With ReducedTerm in hand, we can sharpen the type of reduce:

reduce :: Term -> ReducedTerm
reduce (Var i) = Stuck $ StuckVar i
reduce (Abs body) = ReducedAbs $ reduce body
reduce (App rator rand) = case reduce rator of
  (ReducedAbs body) ->
    let arg = shift 1 rand
        subbed = subst 0 arg (toTerm body)
     in reduce $ shift (-1) subbed
  (Stuck op) -> Stuck $ StuckApp op $ reduce rand

A Few Examples

We end this post with a few classics examples.
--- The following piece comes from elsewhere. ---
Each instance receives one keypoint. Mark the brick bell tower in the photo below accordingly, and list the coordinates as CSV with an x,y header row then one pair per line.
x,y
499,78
First, the successor of the successor of the successor of zero is three:

suc = Abs $ Abs $ Abs $ App (Var 1) (App (App (Var 2) (Var 1)) (Var 0))

zero = Abs $ Abs (Var 0)

three = App suc $ App suc $ App suc zero

toTerm $ reduce three
-- Abs (Abs (App (Var 1) (App (Var 1) (App (Var 1) (Var 0)))))

De Bruijn indices are really a pain to work with by hand…

We can also construct pairs and project their components:

cons = Abs $ Abs $ Abs $ App (App (Var 0) (Var 2)) (Var 1)

fst' = Abs $ App (Var 0) (Abs $ Abs (Var 1))

snd' = Abs $ App (Var 0) (Abs $ Abs (Var 0))

pair = App (App cons zero) three

toTerm $ reduce $ App fst' pair
-- Abs (Abs (Var 0))

toTerm $ reduce $ App snd' pair
-- Abs (Abs (App (Var 1) (App (Var 1) (App (Var 1) (Var 0)))))

(I’ve applied toTerm to the output of reduce to make the results a little easier to read.)

Finally, we should check that the infamous Omega combinator can’t be normalized:

omega = Abs (App (Var 0) (Var 0))
reduce $ App omega omega
-- waiting...
-- ...
-- ...
-- Ctrl^C

Well that’s enough fun for now. In future posts we’ll see how to extend this system along a number of different dimensions.